I nodded. In the dark, and in pain, Darlene was still giving, still generous and vibrant. I held her closer, and carried her through the theatre, her head tucked under my chin and her hand on my chest. We passed through the green room, and the troupe stopped their small celebrations.

“You broke her damn foot,” I snapped at her partner.

“It was an accident,” Darlene said, clinging to me tighter.

“Accident or not, he should have known better. Been better to her,” I said, still pinning the guy with a hard stare, then sweeping it over the room. “You all should have. You should have taken care of her.”

I should have taken care of her.

I gritted my teeth. “Whoever you find to replace her won’t be one tenth the dancer she is.” I looked down at Darlene. “You have stuff here?”

She nodded. “In the locker.”

“I got it.” A small woman in glasses brought Darlene’s bag and her ratty old gray sweater. Darlene added them to her lap, beside the flowers.

“You were great tonight,” the woman said, her eyes darting to mine and back. “He’s right. I hope you get better quick. Some other company’s going to be lucky to have you.”

“Thanks, Paula,” Darlene whispered.

I carried her out of the theatre, onto the street, where the night was cold and the wind made Darlene’s black dance dress slide up her legs. She shivered, and then let out a little cry.

“God, it hurts,” she whispered.

“Do you mind calling me an Uber or a cab?” I said, trying to take her mind off of it. “I’d do it, but my hands are tied.”
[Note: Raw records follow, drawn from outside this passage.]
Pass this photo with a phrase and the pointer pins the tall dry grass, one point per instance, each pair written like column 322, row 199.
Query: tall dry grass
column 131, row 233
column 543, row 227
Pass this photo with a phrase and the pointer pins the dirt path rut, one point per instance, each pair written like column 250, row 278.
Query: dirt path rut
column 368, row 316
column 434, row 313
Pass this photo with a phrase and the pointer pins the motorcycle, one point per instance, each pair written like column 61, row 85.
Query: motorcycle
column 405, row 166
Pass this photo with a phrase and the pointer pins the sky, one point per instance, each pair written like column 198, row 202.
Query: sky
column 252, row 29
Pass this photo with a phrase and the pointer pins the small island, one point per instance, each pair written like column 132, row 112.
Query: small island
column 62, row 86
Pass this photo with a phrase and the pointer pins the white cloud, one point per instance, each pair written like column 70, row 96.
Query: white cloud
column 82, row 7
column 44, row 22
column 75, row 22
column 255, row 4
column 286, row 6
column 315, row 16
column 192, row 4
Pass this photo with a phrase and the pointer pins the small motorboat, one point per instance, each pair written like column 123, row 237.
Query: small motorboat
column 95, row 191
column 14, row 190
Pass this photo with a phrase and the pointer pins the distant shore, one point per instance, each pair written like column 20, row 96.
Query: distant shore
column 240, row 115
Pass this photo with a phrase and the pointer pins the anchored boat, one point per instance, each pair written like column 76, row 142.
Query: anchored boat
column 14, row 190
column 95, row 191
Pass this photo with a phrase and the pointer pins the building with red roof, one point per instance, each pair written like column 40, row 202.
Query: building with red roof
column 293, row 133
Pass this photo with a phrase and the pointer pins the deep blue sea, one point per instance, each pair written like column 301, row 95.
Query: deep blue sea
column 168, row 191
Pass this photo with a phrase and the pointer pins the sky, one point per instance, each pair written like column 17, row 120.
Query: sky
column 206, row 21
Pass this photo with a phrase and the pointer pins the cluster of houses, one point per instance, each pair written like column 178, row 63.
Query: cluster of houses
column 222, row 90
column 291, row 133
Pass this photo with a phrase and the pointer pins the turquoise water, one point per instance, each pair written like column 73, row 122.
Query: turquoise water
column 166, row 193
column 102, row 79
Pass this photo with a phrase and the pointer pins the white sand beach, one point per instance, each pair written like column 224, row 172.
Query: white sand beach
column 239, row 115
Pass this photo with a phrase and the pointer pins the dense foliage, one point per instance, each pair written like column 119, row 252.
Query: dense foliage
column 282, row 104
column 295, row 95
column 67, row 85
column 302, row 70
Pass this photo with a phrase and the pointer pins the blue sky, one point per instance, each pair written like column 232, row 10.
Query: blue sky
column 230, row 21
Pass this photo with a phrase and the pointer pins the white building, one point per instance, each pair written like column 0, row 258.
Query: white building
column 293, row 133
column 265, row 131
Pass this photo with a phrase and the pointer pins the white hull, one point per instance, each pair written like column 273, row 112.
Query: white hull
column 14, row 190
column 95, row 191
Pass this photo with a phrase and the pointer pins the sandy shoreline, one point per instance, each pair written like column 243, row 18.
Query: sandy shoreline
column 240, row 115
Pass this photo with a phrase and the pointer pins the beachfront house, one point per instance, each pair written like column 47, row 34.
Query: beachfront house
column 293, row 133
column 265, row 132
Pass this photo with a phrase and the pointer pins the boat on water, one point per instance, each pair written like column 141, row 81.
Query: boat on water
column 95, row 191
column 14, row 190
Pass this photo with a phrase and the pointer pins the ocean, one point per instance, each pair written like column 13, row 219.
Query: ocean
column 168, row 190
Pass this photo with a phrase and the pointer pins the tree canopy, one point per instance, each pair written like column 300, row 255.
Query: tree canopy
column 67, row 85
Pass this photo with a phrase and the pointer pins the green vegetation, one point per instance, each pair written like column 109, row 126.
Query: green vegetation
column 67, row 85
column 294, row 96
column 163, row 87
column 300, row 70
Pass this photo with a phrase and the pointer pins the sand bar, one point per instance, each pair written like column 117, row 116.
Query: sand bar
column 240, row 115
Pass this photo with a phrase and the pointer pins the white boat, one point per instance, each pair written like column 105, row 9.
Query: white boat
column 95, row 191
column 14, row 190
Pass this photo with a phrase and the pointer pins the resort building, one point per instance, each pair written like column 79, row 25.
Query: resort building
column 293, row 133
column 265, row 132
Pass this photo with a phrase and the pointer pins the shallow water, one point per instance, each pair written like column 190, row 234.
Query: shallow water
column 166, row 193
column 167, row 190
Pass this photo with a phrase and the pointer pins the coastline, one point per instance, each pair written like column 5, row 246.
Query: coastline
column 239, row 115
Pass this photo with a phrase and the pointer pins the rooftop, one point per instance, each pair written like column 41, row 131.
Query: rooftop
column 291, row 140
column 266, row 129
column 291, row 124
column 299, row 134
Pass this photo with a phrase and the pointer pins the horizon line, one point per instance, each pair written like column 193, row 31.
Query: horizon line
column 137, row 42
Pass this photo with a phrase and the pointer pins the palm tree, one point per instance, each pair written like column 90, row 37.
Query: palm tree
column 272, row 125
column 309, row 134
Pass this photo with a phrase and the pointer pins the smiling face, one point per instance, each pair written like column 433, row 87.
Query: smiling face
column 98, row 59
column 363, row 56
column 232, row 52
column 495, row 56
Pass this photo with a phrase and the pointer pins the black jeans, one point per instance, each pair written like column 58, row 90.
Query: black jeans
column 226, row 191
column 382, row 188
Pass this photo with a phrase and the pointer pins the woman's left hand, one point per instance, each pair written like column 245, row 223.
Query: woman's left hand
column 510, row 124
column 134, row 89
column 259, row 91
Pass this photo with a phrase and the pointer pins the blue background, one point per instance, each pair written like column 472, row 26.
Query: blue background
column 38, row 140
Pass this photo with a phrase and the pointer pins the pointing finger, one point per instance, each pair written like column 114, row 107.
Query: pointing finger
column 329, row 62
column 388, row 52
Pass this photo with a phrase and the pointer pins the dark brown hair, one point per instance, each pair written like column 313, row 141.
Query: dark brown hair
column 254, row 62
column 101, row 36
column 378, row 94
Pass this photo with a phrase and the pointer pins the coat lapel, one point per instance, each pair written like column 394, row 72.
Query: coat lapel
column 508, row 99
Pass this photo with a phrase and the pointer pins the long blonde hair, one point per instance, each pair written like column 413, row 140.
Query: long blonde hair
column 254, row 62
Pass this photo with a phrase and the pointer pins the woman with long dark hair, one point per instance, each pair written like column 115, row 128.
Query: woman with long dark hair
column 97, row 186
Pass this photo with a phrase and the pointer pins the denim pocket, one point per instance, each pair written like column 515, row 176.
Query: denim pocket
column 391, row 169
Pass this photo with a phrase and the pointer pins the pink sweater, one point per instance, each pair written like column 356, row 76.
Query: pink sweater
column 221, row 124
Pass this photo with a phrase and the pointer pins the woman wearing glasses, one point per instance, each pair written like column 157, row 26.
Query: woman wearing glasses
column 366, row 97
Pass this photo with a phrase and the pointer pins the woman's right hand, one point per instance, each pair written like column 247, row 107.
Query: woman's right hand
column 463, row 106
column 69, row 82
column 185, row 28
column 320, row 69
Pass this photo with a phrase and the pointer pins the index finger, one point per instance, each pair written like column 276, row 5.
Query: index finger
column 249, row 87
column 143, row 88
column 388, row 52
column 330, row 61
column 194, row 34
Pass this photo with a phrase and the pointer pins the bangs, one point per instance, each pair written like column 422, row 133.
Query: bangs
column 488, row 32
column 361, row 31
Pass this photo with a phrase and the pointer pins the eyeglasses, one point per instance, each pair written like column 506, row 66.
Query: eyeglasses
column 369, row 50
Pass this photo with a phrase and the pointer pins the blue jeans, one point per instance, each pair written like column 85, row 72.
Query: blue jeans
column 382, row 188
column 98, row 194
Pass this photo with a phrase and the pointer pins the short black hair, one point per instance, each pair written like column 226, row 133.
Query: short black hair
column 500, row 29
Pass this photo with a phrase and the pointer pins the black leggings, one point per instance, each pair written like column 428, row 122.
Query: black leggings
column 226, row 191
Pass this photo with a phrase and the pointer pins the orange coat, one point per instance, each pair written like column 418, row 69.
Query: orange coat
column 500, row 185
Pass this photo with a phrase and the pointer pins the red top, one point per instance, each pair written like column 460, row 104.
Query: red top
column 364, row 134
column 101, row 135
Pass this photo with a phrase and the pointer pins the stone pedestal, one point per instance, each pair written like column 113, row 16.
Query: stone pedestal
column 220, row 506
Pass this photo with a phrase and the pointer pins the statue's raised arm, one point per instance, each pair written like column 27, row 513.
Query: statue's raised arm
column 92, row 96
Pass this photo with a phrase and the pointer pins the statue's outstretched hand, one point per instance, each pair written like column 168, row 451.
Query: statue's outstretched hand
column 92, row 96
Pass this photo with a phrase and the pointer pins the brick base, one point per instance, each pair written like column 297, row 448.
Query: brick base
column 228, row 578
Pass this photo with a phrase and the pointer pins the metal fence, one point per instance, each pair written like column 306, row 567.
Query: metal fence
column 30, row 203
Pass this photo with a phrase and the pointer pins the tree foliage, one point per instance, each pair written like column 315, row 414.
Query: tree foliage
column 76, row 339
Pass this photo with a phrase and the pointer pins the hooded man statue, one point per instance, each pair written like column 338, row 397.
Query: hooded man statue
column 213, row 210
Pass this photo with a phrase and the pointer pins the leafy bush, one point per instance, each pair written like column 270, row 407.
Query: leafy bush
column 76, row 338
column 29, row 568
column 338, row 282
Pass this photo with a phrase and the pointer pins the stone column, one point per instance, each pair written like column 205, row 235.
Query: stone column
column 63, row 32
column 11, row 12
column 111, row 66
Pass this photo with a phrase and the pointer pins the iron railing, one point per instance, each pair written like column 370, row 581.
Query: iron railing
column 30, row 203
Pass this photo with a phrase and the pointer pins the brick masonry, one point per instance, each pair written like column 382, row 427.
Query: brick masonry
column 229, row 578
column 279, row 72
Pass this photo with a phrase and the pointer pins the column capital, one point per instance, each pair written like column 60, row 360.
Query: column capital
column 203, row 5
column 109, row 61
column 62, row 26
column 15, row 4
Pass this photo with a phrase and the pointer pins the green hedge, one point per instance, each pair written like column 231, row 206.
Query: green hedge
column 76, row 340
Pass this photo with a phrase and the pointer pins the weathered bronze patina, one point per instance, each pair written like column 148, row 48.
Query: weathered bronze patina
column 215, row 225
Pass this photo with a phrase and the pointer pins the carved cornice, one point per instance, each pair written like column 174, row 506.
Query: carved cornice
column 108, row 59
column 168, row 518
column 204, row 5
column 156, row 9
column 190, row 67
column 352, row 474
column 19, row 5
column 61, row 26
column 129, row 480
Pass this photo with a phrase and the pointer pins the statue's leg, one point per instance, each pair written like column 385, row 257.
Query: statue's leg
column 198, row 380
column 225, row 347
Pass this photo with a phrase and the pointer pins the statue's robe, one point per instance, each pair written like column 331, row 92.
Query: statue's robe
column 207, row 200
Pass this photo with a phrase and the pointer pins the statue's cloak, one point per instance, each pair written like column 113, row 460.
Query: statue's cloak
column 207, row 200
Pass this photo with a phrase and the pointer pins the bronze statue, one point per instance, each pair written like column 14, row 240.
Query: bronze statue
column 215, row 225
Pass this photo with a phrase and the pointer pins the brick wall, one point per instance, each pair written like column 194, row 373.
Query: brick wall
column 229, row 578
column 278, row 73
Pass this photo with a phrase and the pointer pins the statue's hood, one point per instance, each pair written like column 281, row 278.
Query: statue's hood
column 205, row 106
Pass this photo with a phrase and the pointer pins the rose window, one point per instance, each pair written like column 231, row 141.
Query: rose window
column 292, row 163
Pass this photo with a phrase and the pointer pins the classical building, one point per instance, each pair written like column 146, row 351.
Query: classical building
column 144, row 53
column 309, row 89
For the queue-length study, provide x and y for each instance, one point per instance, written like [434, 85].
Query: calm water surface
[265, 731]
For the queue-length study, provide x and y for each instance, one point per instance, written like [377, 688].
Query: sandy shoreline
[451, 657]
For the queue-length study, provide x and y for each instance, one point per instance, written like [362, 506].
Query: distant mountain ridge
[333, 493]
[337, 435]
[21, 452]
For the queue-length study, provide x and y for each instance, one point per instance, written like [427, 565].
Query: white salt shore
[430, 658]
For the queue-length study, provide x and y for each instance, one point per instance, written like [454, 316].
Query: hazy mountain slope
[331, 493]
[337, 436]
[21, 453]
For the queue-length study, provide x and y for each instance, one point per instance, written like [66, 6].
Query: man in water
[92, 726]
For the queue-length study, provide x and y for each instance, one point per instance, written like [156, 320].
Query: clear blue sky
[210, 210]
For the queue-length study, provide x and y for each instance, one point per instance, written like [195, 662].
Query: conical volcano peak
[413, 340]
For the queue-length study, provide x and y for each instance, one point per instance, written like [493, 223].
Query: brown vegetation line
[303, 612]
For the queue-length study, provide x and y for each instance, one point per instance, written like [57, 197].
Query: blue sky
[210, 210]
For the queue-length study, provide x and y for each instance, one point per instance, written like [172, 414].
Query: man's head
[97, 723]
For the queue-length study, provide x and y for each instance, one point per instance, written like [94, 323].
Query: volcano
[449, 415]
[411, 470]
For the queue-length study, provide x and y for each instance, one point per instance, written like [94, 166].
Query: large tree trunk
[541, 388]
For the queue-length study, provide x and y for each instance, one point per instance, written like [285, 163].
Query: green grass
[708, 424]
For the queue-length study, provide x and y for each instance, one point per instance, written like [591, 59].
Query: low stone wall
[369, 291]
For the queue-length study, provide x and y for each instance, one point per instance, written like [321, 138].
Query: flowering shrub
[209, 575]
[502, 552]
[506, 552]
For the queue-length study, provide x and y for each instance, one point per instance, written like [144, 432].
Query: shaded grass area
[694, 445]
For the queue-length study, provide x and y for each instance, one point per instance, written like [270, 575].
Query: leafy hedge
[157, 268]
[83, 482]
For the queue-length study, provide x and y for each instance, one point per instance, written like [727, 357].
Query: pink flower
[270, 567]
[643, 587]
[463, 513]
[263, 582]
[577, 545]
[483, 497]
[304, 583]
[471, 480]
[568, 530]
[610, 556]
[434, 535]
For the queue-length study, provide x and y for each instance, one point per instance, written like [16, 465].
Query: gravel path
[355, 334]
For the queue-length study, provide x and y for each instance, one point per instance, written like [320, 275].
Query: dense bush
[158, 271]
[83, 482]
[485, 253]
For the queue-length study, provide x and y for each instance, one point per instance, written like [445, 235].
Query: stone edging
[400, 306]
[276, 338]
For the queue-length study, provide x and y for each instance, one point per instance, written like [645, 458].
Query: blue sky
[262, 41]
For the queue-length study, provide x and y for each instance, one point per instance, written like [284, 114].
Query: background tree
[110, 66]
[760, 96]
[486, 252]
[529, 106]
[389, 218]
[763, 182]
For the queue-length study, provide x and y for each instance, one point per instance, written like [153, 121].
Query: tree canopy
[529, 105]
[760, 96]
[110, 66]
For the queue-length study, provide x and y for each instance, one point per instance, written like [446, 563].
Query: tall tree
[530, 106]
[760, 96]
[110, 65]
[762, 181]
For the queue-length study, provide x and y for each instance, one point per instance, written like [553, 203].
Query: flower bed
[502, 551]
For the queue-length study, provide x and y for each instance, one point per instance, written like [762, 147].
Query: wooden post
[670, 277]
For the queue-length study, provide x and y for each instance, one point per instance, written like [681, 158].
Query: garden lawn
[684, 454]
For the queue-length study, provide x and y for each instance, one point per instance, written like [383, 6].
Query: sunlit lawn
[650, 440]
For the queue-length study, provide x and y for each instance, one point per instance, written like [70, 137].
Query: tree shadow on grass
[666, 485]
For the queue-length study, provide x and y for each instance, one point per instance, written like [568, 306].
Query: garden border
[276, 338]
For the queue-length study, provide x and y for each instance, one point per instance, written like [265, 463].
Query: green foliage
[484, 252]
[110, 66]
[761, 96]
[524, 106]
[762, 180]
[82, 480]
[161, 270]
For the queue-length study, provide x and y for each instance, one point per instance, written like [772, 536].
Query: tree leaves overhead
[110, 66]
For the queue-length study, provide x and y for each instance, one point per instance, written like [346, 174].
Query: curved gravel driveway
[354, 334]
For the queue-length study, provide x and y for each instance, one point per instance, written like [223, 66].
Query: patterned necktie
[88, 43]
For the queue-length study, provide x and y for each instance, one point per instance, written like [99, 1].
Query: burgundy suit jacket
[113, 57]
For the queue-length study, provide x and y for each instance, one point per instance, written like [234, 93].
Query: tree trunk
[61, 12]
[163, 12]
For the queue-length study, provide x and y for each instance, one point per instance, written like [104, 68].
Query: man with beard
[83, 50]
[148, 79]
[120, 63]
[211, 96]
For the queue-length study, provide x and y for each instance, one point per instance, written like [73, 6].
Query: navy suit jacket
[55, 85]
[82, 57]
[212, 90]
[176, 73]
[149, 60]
She smiled and fished her phone from her purse. “You can put me down. I must be heavy.”

“You’re not,” I said.

I’m not letting you go.

An Uber arrived within minutes, and I was glad the driver had the heat turned up. In the backseat, I kept her against me, holding her. And the way she molded herself to me, I felt like she was mine, and never in my life had I known such happiness. A bruised happiness, given what I faced with the Abbotts, but a happiness I hadn’t ever experienced. It felt like too much to ask for more, but in my mind’s eye, I tentatively reached for a future that had both her and Olivia. A real life.

A family?

“Thank you for coming to the show,” Darlene said, pulling me from my thoughts. “It meant so much to me, I can’t even tell you.”

Shame ripped through me at how I almost hadn’t. At how close I came to letting my own fear keep me home. I wouldn’t have been there to witness her dance, or be there for her when she got hurt.

I said nothing but held her tighter.

“I called my parents a few days ago,” Darlene said against my chest. “I waited so long to tell them about the show because what if I gave them plenty of notice, and they still said no? I thought it would hurt less if I told them at the last minute. Then they could say no, and it would make sense. Kind of like insurance, you know?”

“Yeah, I know.”

“And I didn’t even tell my best friends back home at all. But I wished I had. I wish I’d been braver.”

“You are brave, Darlene,” I said. “You’re braver than anyone I know.”

“My best friend Beckett told me that once, too. I don’t know if I believe it but I feel like I’m getting closer. This may not be the best show, but it was my first since I started using. My first since I’d been clean.”

She craned her head to look up at me. “Tonight was a disaster, but it was also better than anything I could have imagined. I needed someone there.” Her eyes shone. “You were there.”

“It wasn’t a disaster. You were incredible.” I swallowed hard. “And I showed up, yeah, but I should’ve been there for you a hell of a lot sooner.”

She shrugged and smiled, her fingertips touching my cheek. “You’re here now, Sawyer. That’s all that matters.”